Im Februar 2026 wurde die BDH-Klinik in Greifswald Ziel eines Cyberangriffs, bei dem sensible Patientendaten entwendet wurden. Im Nachgang zu diesem Vorfall sind nun vermehrt betrügerische E-Mails im Umlauf, mit denen ehemalige Patienten der Klinik erpresst werden sollen. Das Landeskriminalamt Mecklenburg-Vorpommern (LKA MV) und der Landesbeauftragte für Datenschutz und Informationsfreiheit Mecklenburg-Vorpommern (LfDI MV) haben gemeinsam vor diesen kriminellen Machenschaften gewarnt und wichtige Verhaltenshinweise veröffentlicht.
Erpressungsversuche mit gestohlenen Daten
Die Täterschaft nutzt offenbar die entwendeten Patientendaten, um ehemalige Patienten der BDH-Klinik per E-Mail zu kontaktieren und sie unter Druck zu setzen. Ziel ist es, durch Erpressung Geld von den Betroffenen zu erlangen. Dabei werden die Empfänger aufgefordert, Zahlungen zu leisten, um die Veröffentlichung oder weitere Verbreitung ihrer persönlichen Daten zu verhindern.
Das LKA MV und der LfDI MV raten dringend dazu, auf solche Nachrichten nicht zu reagieren. Jegliche Kontaktaufnahme mit den Absendern könnte dazu führen, dass die Täter die Kontaktdaten als aktiv bestätigen und die Betroffenen weiterhin gezielt anschreiben.

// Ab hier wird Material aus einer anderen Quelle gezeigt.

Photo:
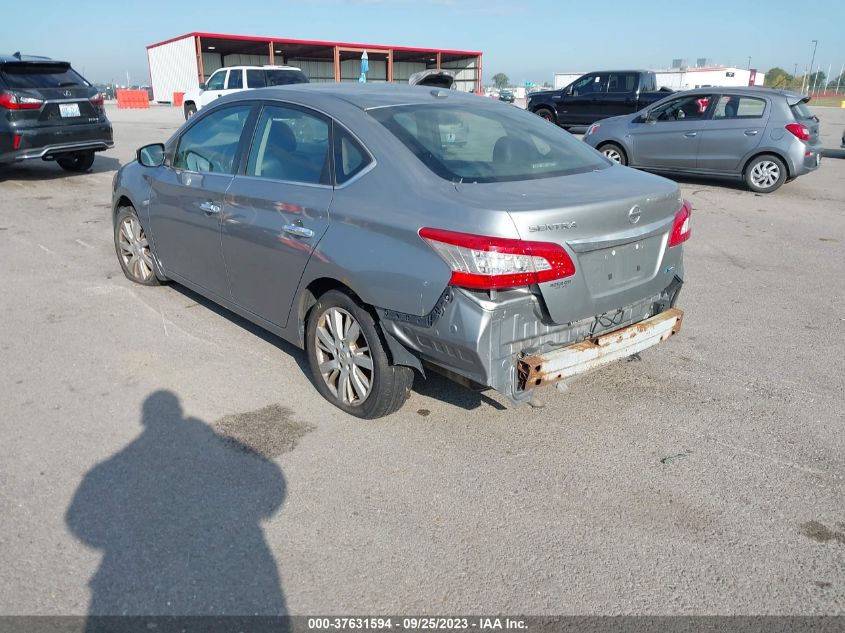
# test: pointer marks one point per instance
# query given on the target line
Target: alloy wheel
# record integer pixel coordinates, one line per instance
(135, 249)
(343, 356)
(765, 174)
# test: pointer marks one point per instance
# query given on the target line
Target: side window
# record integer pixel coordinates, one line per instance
(691, 107)
(255, 78)
(587, 85)
(291, 145)
(736, 107)
(621, 82)
(236, 79)
(217, 80)
(210, 145)
(349, 157)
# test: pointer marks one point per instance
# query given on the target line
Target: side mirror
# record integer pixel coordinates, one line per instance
(151, 155)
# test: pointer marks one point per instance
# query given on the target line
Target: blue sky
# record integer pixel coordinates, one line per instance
(527, 40)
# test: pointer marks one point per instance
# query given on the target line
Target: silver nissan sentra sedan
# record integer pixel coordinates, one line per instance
(392, 230)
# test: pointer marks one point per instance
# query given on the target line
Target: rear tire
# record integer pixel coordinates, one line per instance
(765, 174)
(613, 152)
(78, 163)
(348, 362)
(545, 113)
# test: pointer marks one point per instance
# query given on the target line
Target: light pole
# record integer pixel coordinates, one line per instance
(812, 61)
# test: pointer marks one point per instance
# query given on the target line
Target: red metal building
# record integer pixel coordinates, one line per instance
(182, 63)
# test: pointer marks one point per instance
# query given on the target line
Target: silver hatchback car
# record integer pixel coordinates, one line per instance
(356, 223)
(764, 137)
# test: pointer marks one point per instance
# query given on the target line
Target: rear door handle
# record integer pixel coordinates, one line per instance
(209, 207)
(299, 231)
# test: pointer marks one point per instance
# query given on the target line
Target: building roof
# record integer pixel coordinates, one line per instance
(244, 44)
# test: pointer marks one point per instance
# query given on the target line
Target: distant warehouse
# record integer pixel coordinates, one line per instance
(182, 63)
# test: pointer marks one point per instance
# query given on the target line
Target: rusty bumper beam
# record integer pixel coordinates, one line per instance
(537, 370)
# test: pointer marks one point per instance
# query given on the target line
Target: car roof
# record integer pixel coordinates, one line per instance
(748, 90)
(361, 95)
(265, 67)
(9, 58)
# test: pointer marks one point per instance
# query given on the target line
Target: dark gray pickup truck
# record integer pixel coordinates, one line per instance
(596, 96)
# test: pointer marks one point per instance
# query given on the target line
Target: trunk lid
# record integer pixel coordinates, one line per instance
(805, 116)
(65, 93)
(613, 222)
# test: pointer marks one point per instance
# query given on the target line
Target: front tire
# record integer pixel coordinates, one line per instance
(78, 163)
(615, 153)
(133, 248)
(765, 174)
(348, 362)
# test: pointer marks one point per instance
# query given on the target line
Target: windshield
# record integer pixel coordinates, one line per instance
(484, 144)
(28, 76)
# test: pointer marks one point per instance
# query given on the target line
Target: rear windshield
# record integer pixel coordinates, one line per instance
(285, 77)
(802, 111)
(28, 76)
(486, 144)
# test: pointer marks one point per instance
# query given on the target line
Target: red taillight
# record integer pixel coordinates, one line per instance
(12, 101)
(479, 261)
(798, 130)
(681, 229)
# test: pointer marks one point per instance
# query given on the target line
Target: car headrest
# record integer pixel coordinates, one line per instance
(281, 137)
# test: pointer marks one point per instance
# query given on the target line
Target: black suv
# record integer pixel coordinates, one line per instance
(48, 111)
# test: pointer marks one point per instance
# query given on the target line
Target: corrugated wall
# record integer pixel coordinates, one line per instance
(317, 71)
(173, 68)
(403, 70)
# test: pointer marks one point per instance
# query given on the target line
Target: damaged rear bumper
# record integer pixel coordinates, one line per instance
(536, 370)
(508, 341)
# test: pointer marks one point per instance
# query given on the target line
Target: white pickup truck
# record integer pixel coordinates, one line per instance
(236, 78)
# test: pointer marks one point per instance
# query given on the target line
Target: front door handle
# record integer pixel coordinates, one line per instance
(209, 207)
(299, 231)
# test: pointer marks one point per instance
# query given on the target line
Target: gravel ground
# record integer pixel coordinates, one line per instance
(161, 455)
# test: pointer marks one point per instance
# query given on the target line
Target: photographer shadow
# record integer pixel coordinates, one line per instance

Warnhinweise für Betroffene
Betroffene sollten keinesfalls auf Geldforderungen eingehen oder Zahlungen leisten. Es ist davon auszugehen, dass bereits eine Vielzahl von Patientendaten veröffentlicht wurde. Eine Zahlung garantiert nicht, dass die Daten gelöscht werden. Zudem besteht die Gefahr, dass die Täter oder andere Kriminelle, denen die Daten weitergegeben wurden, weitere Forderungen stellen.

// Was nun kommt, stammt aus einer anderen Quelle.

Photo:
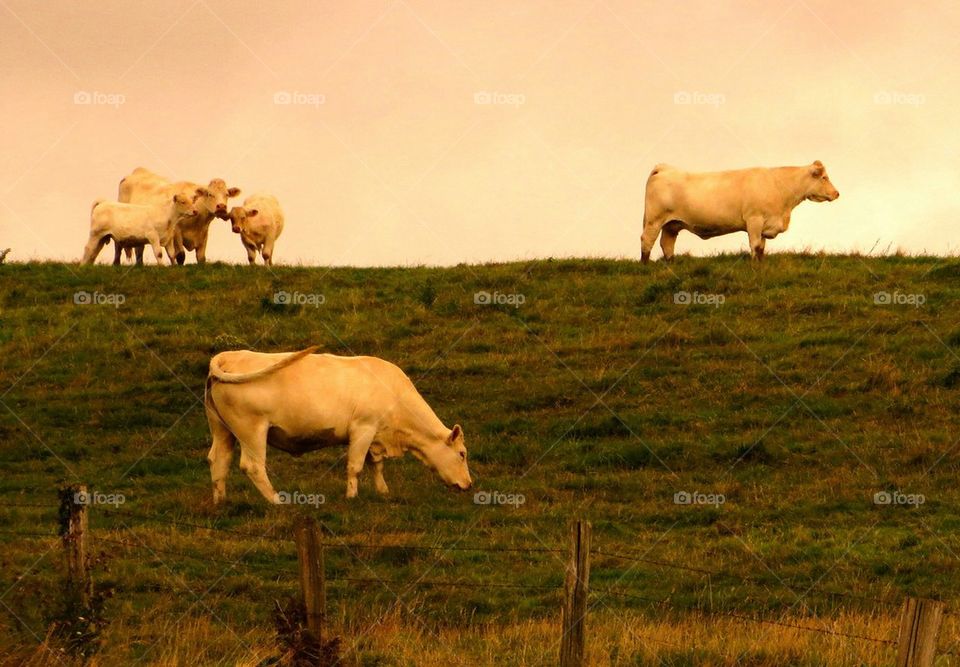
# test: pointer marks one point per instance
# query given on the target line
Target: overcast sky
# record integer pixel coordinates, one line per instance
(446, 131)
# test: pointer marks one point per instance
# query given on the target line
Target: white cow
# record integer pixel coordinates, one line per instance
(143, 186)
(757, 201)
(130, 225)
(299, 402)
(259, 223)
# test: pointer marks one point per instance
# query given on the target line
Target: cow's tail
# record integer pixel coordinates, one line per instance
(220, 375)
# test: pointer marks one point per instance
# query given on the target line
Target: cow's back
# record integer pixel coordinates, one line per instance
(270, 216)
(143, 186)
(321, 383)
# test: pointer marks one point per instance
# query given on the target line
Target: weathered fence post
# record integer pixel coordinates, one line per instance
(576, 587)
(312, 584)
(919, 628)
(73, 530)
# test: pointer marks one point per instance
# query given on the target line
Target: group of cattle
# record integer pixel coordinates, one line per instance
(175, 217)
(298, 402)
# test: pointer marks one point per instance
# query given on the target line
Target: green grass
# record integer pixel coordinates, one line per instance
(599, 397)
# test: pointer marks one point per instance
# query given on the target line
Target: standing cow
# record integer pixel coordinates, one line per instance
(757, 201)
(136, 225)
(259, 223)
(143, 186)
(299, 402)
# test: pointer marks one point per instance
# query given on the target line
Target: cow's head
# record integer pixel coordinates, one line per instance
(239, 216)
(448, 456)
(214, 197)
(819, 187)
(183, 207)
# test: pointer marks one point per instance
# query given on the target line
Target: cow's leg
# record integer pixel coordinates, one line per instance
(755, 234)
(221, 453)
(93, 248)
(201, 250)
(651, 229)
(267, 251)
(253, 459)
(378, 481)
(179, 251)
(154, 241)
(360, 440)
(668, 238)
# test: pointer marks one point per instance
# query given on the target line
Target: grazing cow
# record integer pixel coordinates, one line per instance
(143, 186)
(757, 201)
(130, 225)
(299, 402)
(259, 223)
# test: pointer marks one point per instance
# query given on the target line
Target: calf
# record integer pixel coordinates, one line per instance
(143, 186)
(259, 223)
(130, 225)
(757, 201)
(299, 402)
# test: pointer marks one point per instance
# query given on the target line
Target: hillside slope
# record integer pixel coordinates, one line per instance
(786, 397)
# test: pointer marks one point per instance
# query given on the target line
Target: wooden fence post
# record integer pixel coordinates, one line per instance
(312, 583)
(919, 628)
(73, 530)
(576, 588)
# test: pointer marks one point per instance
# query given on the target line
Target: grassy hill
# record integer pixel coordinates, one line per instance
(793, 392)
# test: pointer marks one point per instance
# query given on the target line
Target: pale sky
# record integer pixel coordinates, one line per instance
(446, 131)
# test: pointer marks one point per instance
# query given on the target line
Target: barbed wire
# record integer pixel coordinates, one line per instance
(183, 554)
(338, 544)
(400, 583)
(741, 617)
(789, 584)
(357, 546)
(21, 533)
(177, 522)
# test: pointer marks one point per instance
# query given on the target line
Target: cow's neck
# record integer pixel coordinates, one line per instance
(420, 430)
(793, 186)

Ebenso wird dringend empfohlen, keine Anhänge in den E-Mails zu öffnen und keine Links anzuklicken. Diese könnten Schadsoftware enthalten, die weitere Schäden verursachen kann.
Anzeige bei der Polizei empfohlen
Wer eine Erpressungs-E-Mail erhält, sollte dies umgehend der Polizei melden. Das Landeskriminalamt Mecklenburg-Vorpommern weist darauf hin, dass Anzeigen auch online über die Onlinewache der Landespolizei erstattet werden können. Dabei ist es hilfreich, die erhaltene E-Mail als Beweismittel beizufügen. Natürlich kann die Anzeige auch bei jeder Polizeidienststelle persönlich erstattet werden.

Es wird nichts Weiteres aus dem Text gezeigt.